[llvm-dev] [GlobalISel][AArch64] Toward flipping the switch for O0: Please give it a try!
Amara Emerson via llvm-dev
llvm-dev at lists.llvm.org
Mon Dec 11 09:08:36 PST 2017
As of r320388 we’ve either fixed the blocker bugs or disabled big-endian on GISel, falling back to SDAG. Fixing at least one of the big-endian issues will need use to change the way we handle aggregates, which will take a bit longer (it’s next on my list of things to do).

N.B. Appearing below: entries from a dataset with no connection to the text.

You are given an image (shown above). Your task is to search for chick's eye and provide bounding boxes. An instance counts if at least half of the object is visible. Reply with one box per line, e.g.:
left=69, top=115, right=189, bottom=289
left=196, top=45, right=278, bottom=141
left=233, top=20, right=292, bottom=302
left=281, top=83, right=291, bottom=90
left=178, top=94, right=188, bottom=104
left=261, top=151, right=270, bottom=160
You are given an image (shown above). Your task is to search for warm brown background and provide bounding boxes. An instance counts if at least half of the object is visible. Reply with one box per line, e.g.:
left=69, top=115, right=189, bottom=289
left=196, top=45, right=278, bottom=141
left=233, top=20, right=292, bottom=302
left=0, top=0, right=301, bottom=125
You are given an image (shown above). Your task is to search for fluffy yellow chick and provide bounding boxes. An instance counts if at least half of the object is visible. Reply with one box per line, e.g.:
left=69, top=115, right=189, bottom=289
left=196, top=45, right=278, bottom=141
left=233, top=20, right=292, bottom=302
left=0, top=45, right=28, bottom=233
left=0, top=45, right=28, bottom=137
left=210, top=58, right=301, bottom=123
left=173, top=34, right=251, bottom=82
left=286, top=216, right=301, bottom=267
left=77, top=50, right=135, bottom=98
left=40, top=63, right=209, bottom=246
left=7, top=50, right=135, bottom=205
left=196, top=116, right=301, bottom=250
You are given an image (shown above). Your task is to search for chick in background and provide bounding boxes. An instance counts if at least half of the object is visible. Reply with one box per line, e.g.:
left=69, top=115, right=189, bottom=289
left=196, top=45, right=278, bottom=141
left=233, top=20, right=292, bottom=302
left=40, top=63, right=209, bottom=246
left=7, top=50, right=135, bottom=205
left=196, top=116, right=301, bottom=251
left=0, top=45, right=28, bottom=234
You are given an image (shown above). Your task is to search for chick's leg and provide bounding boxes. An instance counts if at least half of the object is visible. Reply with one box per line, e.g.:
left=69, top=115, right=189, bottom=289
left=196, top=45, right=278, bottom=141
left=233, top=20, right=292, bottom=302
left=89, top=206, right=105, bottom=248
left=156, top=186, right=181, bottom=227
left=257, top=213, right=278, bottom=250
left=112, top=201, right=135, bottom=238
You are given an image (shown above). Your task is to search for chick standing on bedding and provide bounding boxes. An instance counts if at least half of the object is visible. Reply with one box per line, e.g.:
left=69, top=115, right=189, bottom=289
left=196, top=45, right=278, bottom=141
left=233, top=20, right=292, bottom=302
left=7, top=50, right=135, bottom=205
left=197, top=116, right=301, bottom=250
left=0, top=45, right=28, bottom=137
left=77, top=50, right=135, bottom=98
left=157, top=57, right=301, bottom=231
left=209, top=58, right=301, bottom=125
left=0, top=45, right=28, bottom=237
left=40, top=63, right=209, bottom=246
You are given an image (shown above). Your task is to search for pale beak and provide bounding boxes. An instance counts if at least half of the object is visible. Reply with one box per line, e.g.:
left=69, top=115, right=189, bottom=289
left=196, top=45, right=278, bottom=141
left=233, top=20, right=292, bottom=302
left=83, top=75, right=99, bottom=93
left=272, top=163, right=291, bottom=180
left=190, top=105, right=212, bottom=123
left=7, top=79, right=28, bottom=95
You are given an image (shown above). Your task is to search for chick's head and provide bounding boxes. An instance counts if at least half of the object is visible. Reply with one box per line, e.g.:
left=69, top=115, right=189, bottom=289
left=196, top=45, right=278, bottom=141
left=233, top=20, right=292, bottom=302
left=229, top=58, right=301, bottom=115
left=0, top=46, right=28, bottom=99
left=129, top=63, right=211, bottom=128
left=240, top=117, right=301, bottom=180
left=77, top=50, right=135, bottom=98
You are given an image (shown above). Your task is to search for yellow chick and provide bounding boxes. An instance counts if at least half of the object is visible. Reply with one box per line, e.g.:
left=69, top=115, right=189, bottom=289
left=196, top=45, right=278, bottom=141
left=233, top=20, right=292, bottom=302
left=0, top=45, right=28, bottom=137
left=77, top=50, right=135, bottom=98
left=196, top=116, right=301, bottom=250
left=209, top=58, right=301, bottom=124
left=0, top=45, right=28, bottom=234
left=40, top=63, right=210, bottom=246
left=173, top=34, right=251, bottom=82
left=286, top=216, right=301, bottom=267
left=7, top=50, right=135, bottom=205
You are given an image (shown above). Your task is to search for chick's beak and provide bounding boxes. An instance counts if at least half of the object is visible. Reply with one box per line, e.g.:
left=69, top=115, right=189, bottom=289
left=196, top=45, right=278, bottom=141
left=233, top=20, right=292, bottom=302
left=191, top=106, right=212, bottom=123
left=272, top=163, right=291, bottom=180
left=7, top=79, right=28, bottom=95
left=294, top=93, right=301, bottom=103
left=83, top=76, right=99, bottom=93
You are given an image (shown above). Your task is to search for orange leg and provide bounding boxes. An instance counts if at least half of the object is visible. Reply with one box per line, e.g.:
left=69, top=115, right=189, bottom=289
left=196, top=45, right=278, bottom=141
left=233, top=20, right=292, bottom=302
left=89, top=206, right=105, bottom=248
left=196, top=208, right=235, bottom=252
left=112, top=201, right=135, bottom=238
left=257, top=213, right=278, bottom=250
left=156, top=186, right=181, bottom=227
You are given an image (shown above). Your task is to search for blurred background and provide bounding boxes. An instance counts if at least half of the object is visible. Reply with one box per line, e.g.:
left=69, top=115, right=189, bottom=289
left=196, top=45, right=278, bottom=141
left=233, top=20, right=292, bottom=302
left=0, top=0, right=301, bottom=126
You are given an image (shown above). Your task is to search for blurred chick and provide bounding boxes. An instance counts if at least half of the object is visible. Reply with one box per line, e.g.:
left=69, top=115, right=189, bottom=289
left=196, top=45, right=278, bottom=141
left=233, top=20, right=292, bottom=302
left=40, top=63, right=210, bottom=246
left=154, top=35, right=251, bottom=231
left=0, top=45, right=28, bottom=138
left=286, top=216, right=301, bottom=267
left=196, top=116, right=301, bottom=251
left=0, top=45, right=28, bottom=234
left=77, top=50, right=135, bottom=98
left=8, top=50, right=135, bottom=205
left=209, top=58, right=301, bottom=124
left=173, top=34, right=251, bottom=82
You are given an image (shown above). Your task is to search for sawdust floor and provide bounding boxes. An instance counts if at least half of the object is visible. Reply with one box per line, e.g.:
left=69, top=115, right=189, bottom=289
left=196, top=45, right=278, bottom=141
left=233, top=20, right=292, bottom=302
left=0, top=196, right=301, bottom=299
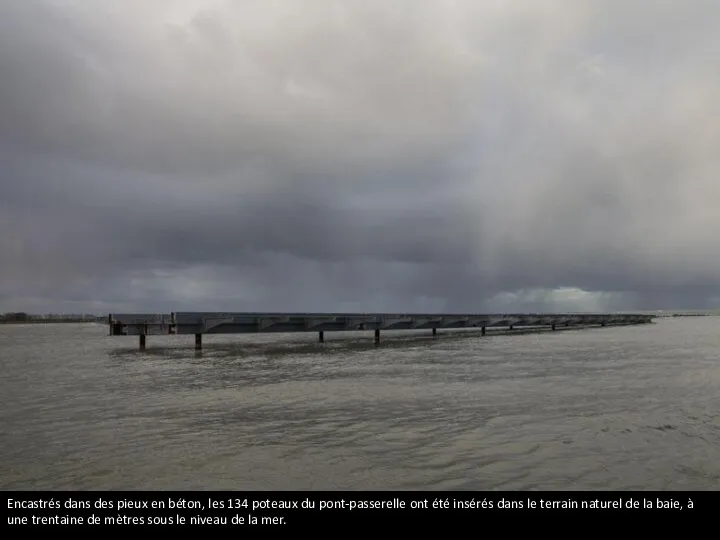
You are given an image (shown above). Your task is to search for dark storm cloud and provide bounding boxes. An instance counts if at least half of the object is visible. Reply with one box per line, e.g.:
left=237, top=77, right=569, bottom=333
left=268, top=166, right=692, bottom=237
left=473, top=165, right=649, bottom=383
left=0, top=0, right=720, bottom=312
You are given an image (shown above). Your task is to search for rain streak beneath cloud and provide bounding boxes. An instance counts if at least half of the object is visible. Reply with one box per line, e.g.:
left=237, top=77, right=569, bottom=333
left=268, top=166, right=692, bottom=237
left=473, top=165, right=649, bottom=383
left=0, top=0, right=720, bottom=313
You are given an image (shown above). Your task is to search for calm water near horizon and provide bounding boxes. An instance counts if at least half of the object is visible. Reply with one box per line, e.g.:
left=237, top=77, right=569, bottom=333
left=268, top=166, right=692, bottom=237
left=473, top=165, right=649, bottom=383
left=0, top=317, right=720, bottom=490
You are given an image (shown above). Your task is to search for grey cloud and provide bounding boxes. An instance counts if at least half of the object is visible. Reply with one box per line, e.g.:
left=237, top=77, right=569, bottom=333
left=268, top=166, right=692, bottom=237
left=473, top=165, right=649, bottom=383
left=0, top=0, right=720, bottom=311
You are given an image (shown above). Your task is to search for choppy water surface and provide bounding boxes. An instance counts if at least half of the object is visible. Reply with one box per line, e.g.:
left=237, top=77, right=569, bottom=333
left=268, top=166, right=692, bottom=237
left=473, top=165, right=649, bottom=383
left=0, top=317, right=720, bottom=490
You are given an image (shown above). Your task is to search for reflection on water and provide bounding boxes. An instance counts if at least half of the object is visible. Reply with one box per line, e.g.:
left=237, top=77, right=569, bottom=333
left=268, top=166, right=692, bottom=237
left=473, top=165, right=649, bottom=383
left=0, top=317, right=720, bottom=489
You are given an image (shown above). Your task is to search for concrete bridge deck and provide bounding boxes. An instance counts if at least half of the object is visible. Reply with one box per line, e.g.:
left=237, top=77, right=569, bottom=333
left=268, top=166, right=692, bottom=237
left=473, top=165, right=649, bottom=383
left=108, top=312, right=654, bottom=349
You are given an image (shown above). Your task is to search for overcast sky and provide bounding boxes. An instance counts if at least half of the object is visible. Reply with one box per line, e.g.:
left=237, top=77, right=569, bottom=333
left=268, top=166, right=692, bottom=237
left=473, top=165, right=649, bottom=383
left=0, top=0, right=720, bottom=313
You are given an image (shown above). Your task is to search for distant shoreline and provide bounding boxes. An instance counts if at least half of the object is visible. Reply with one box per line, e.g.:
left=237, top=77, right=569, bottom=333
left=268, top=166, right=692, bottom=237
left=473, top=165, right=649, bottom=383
left=0, top=319, right=100, bottom=324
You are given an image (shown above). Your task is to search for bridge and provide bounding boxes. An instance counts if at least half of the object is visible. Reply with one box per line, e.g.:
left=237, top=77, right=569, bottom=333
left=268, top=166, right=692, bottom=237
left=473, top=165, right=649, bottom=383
left=107, top=312, right=655, bottom=350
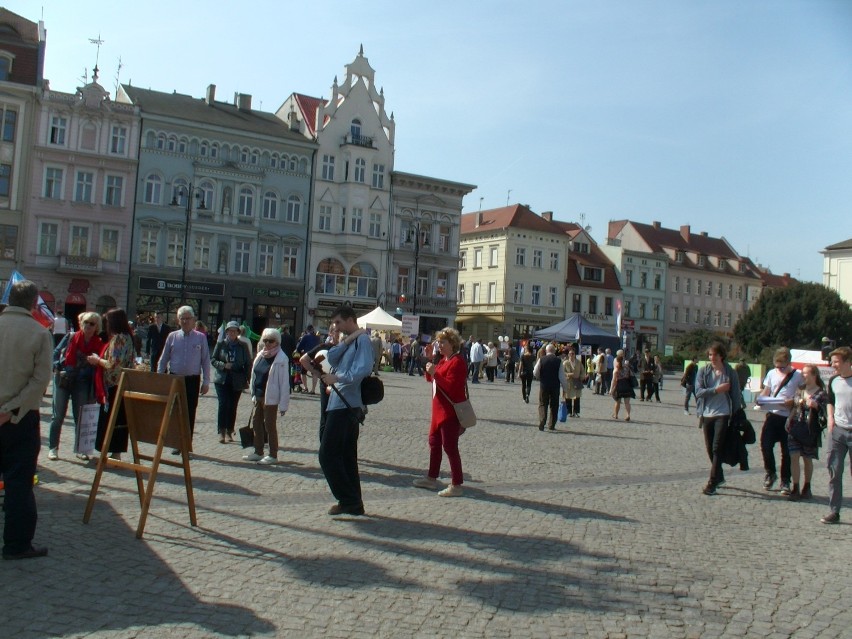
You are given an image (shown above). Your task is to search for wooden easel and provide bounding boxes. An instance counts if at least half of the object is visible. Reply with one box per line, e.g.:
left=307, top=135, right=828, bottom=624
left=83, top=369, right=198, bottom=539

Do we have any other issues preventing us flipping the switch?
Amara
> On Nov 27, 2017, at 5:44 PM, Quentin Colombet <qcolombet at apple.com> wrote:
>
> Thanks all.
>
> Amara, could you take a look?
>
>> On Nov 20, 2017, at 3:06 AM, Oliver Stannard <oliver.stannard at arm.com <mailto:oliver.stannard at arm.com>> wrote:
>>
>> Hi Quentin,
>>
>> I’ve raised:
>> https://bugs.llvm.org/show_bug.cgi?id=35359 <https://bugs.llvm.org/show_bug.cgi?id=35359>
>> https://bugs.llvm.org/show_bug.cgi?id=35360 <https://bugs.llvm.org/show_bug.cgi?id=35360>
>> https://bugs.llvm.org/show_bug.cgi?id=35361 <https://bugs.llvm.org/show_bug.cgi?id=35361>
>>
>> I also left the test suite running over the weekend in little-endian mode with the __fp16 type disabled, and it didn’t find any bugs there.
>>
>> Oliver
>>
>> From: qcolombet at apple.com <mailto:qcolombet at apple.com> [mailto:qcolombet at apple.com <mailto:qcolombet at apple.com>]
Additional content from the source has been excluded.